Beyond those bowl games and the stop in San Antonio, the Irish also played twice at Rice (1915, 1973), five times at SMU (1949, 1954, 1956, 1957, 1958), once at Texas A&M (2001) and four times in Austin against Texas (1913, 1915, 1952, 1996).

So, just how big are the Irish connections in Texas? Examine the list:

* BIG Bowl Games—Notre Dame’s postseason bowl history is a bit skewed, considering that, after a Rose Bowl appearance to cap the 1924 season—when the Four Horsemen were alive and well and winning a consensus national title—the Irish didn’t participate in a bowl game again until after the 1969 season. Maybe it was no accident that Dallas and the Cotton Bowl proved to be the destination after that 45-season break—and the Cotton Bowl ultimately has been the most popular stop over Notre Dame’s 32-game postseason travelogue.

From bowl executives Wilbur Evans to Jim “Hoss” Brock to Rick Baker, there has been a long tie between the Irish and the Cotton Bowl. It’s probably no coincidence that most of the best-known photos of longtime Irish athletics director Edward “Moose” Krause show him in a Texas-style cowboy hat (presumably acquired on one of those Cotton Bowl ventures). Even the sculpture of Krause just outside the Joyce Center on the Notre Dame campus shows him seated with his legs crossed, with that cowboy hat leaning against one leg of the bench.

The Irish didn’t win in that first Cotton Bowl, but the late rally by top-rated and unbeaten Texas set the stage for plenty of Dallas drama for Notre Dame teams over the years. Joe Theismann and the Irish returned the favor a year later, against another undefeated and top-ranked Longhorn squad. And the Irish celebrated their 1977 national title by thwarting the Texas Wishbone against a third unbeaten and top-ranked Longhorn unit.
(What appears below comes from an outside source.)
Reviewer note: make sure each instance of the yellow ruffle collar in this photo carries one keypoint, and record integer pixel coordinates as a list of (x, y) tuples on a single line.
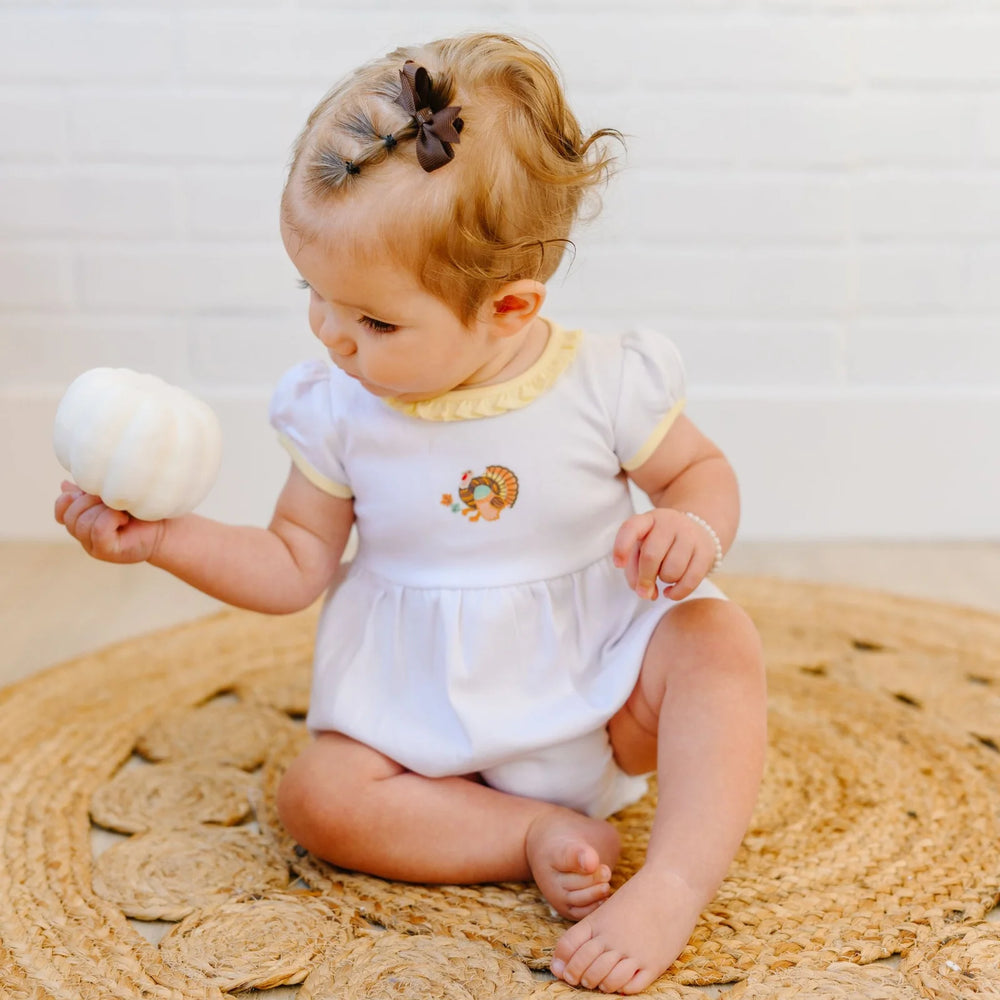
[(492, 400)]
Not to be forgotten is Joe Montana’s final collegiate appearance on a ridiculously cold and icy Dallas day (Jan. 1, 1979)—as chicken broth proved the fuel for an Irish comeback that wiped out a 34-12 Houston fourth-quarter lead and provided for a literal, final-second Notre Dame triumph. Krause called it the great comeback in Notre Dame history.

In addition, five different times in the late 1940s and ‘50s the Irish came to Dallas to face SMU. Those all were blue-chip Notre Dame teams—ranking first nationally when they came to town in 1949, fourth in 1954, third in 1956, 10th in 1957 and seventh in 1958. Only in ’56 (a 19-13 SMU win) did the Irish leave town without a win in hand.

* BIG plays—How about Montana’s sideline route to Kris Haines in the last seconds of that 1979 Cotton Bowl? They missed connections the first time, then called the exact same play and pulled it off as time ran out.

Remember Notre Dame’s most recent trip to Austin? In Lou Holtz’s final season as Irish head coach, freshman Jim Sanson delivered a 39-yard field goal as time expired to provide the 27-24 margin for Notre Dame over the sixth-rated Longhorns.

The play happened in New Orleans, but has a Texan in an Irish uniform made a bigger play than Dallas product Robin Weber’s late 35-yard catch from Tom Clements that essentially cemented another national title for Notre Dame in 1973?

* BIG players—You couldn’t miss the late Wally Kleine, that hulking 6-foot-9, 274 defensive linemen from Midland, Texas, who plied his trade in a Notre Dame uniform from 1983-86. The last three decades, in particular, have produced more than a fair share of Irish standouts from Texas—none more luminous than Dallas product Tim Brown, who won the 1987 Heisman Trophy and returns tonight to take part in the coin toss.

* BIG opponents—The Irish in past trips to the state of Texas have taken on such players names as Kyle Rote, Steve Worster, Ricky Williams and Earl Campbell, just to name a few—and Hall of Fame coaches like Darrell Royal.

Of those 20 previous Irish games played here in Texas, 10 have come against ranked opponents—eight against teams ranked ninth nationally or higher.

Tonight’s Irish challenge comes against a 22nd-rated (by Associated Press) Arizona State team trying to become the first program in 13 attempts to defeat USC and Notre Dame on back-to-back Saturdays.

Notre Dame looks to add to its already long list of Texas-sized moments in its first appearance in an AT&T Stadium venue that fits the Texas “big” bill to a T.